The abstract interface involves specifying, for each block device:

 * Nominal disk type: Xen virtual disk (aka xvd*, the default); SCSI
   (sd*); IDE (hd*).

   For HVM guests, each whole-disk hd* and and sd* device is made
   available _both_ via emulated IDE resp. SCSI controller, _and_ as a
   Xen VBD.  The HVM guest is entitled to assume that the IDE or SCSI
   disks available via the emulated IDE controller target the same
   underlying devices as the corresponding Xen VBD (ie, multipath).

   For PV guests every device is made available to the guest only as a
   Xen VBD.  For these domains the type is advisory, for use by the
   guest's device naming scheme.

   The Xen interface does not specify what name a device should have
   in the guest (nor what major/minor device number it should have in
   thee guest, if the guest has such a concept).

 * Disk number, which is a nonnegative integer,
   conventionally starting at 0 for the first disk.

 * Partition number, which is a nonnegative integer where by
   convention partition 0 indicates the "whole disk".

   Normally for any disk _either_ partition 0 should be supplied in
   which case the guest is expected to treat it as they would a native
   whole disk (for example by putting or expecting a partition table
   or disk label on it);

   _Or_ only non-0 partitions should be supplied in which case the
   guest should expect storage management to be done by the host and
   treat each vbd as it would a partition or slice or LVM volume (for
   example by putting or expecting a filesystem on it).

   Non-whole disk devices cannot be passed through to HVM guests via
   the emulated IDE or SCSI controllers.


Configuration file syntax
-------------------------

The config file syntaxes are, for example

       d0 d0p0  xvda     Xen virtual disk 0 partition 0 (whole disk)
       d1p2     xvda2    Xen virtual disk 1 partition 2
       d536p37  xvdtq37  Xen virtual disk 536 partition 37
       sdb3              SCSI disk 1 partition 3
       hdc2              IDE disk 2 partition 2

The d*p* syntax is not supported by xm/xend.

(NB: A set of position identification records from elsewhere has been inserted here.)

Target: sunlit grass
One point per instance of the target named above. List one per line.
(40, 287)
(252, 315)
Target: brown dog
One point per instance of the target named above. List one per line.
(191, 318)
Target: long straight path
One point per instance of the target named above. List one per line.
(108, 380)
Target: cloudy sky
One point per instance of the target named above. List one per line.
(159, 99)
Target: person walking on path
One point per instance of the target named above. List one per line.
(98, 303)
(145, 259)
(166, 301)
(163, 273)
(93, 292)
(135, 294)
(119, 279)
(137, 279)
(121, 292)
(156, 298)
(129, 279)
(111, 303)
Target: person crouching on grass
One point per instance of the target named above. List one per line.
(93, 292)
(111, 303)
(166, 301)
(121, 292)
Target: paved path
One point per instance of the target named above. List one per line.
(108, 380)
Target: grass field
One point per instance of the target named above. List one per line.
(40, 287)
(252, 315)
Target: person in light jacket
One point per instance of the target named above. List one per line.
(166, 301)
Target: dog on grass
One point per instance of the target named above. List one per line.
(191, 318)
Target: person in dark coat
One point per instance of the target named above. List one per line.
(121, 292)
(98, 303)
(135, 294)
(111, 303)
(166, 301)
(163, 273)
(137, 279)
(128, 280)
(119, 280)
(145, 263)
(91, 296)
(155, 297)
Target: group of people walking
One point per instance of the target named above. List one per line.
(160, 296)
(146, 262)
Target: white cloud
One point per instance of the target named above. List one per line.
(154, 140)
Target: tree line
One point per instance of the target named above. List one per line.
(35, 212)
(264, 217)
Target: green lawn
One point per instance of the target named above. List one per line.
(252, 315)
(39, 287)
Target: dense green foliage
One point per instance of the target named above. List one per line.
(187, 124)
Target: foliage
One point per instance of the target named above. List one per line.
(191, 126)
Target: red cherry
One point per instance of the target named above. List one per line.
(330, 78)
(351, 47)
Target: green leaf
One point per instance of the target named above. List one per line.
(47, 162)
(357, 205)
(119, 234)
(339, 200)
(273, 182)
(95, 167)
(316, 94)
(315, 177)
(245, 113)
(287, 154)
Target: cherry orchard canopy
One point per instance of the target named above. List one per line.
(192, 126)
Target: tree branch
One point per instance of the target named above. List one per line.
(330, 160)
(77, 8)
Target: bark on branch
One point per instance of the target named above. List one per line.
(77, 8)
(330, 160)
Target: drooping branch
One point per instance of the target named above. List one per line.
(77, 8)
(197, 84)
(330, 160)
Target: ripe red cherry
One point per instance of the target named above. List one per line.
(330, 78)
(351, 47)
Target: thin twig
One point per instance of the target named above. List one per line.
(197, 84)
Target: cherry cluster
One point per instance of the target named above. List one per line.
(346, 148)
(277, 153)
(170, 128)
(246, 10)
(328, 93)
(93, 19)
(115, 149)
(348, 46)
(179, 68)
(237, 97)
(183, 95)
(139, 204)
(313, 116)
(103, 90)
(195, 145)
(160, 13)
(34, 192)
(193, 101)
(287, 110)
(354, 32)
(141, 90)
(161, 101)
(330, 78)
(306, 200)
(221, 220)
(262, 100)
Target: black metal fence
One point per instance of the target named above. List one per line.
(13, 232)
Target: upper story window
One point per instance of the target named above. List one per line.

To cope with guests which predate this scheme we therefore preserve
the existing facility to specify the xenstore numerical value directly
by putting a single number (hex, decimal or octal) in the domain
config file instead of the disk identifier.


Concrete encoding in the VBD interface (in xenstore)
----------------------------------------------------

The information above is encoded in the concrete interface as an
integer (in a canonical decimal format in xenstore), whose value
encodes the information above as follows:

    1 << 28 | disk << 8 | partition      xvd, disks or partitions 16 onwards
   202 << 8 | disk << 4 | partition      xvd, disks and partitions up to 15
     8 << 8 | disk << 4 | partition      sd, disks and partitions up to 15
     3 << 8 | disk << 6 | partition      hd, disks 0..1, partitions 0..63
    22 << 8 | (disk-2) << 6 | partition  hd, disks 2..3, partitions 0..63
    2 << 28 onwards                      reserved for future use
   other values less than 1 << 28        deprecated / reserved

The 1<<28 format handles disks up to (1<<20)-1 and partitions up to
255.  It will be used only where the 202<<8 format does not have
enough bits.

Guests MAY support any subset of the formats above except that if they
support 1<<28 they MUST also support 202<<8.  PV-on-HVM drivers MUST
support at least one of 3<<8 or 8<<8; 3<<8 is recommended.

Some software has provided essentially Linux-specific encodings for
SCSI disks beyond disk 15 partition 15, and IDE disks beyond disk 3
partition 63.  These vbds, and the corresponding encoded integers, are
deprecated.

Guests SHOULD ignore numbers that they do not understand or
recognise.  They SHOULD check supplied numbers for validity.


Notes on Linux as a guest
-------------------------

Very old Linux guests (PV and PV-on-HVM) are able to "steal" the
device numbers and names normally used by the IDE and SCSI
controllers, so that writing "hda1" in the config file results in
/dev/hda1 in the guest.  These systems interpret the xenstore integer
as
       major << 8 | minor
where major and minor are the Linux-specific device numbers.  Some old
configurations may depend on deprecated high-numbered SCSI and IDE
disks.  This does not work in recent versions of Linux.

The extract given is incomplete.